Here’s a minimal example for inserting an entity in the Google Cloud Datastore object database using the Python API:

#!/usr/bin/env python3
from google.cloud import datastore
# Create & store an entity
client = datastore.Client(project="myproject-12345")
entity = datastore.Entity(key=client.key('MyEntityKind', 'MyTestID'))
entity.update({
    'foo': u'bar',
    'baz': 1337,
    'qux': False,
})
# Actually save the entity
client.put(entity)

This assumes you have already created an entity kind with the name MyEntityKind in the project with ID myproject-12345.

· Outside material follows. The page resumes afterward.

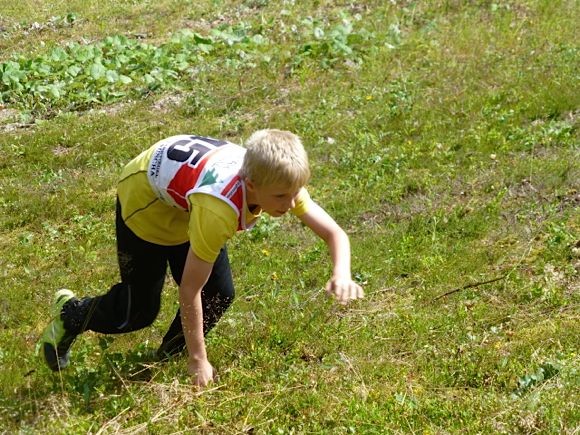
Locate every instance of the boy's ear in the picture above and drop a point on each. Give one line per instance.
(250, 185)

Posted by Uli Köhler in Cloud, Python

How to fix Google Cloud Datastore ValueError: A Key must have a project set.

Problem:

You are trying to connect to the Google Cloud Storage object database:

#!/usr/bin/env python3
from google.cloud import datastore
# Create, populate and persist an entity
entity = datastore.Entity(key=datastore.Key('MyEntityKind')) # Line of error
# ...

but when running that code, you get this error message:

Traceback (most recent call last):
  File "./IndexIntoDB.py", line 4, in <module>
    entity = datastore.Entity(key=datastore.Key('MyEntityKind'))
  File "/usr/local/lib/python3.6/dist-packages/google/cloud/datastore/key.py", line 109, in __init__
    self._project = _validate_project(project, parent)
  File "/usr/local/lib/python3.6/dist-packages/google/cloud/datastore/key.py", line 512, in _validate_project
    raise ValueError("A Key must have a project set.")
ValueError: A Key must have a project set.

Solution:

Note: While the solution below fixes the error message listed above, you might be more interested in having a look at this minimal entity insertion example

As the error message indicates, you need to add a project name. If you don’t know the project name, go to the Google Cloud Console, select the right project at the top and then look at the URL:

https://console.cloud.google.com/datastore/welcome?project=perceptive-tape-12345

In this example, the project ID (which you have to use in the Python code is perceptive-tape-12345.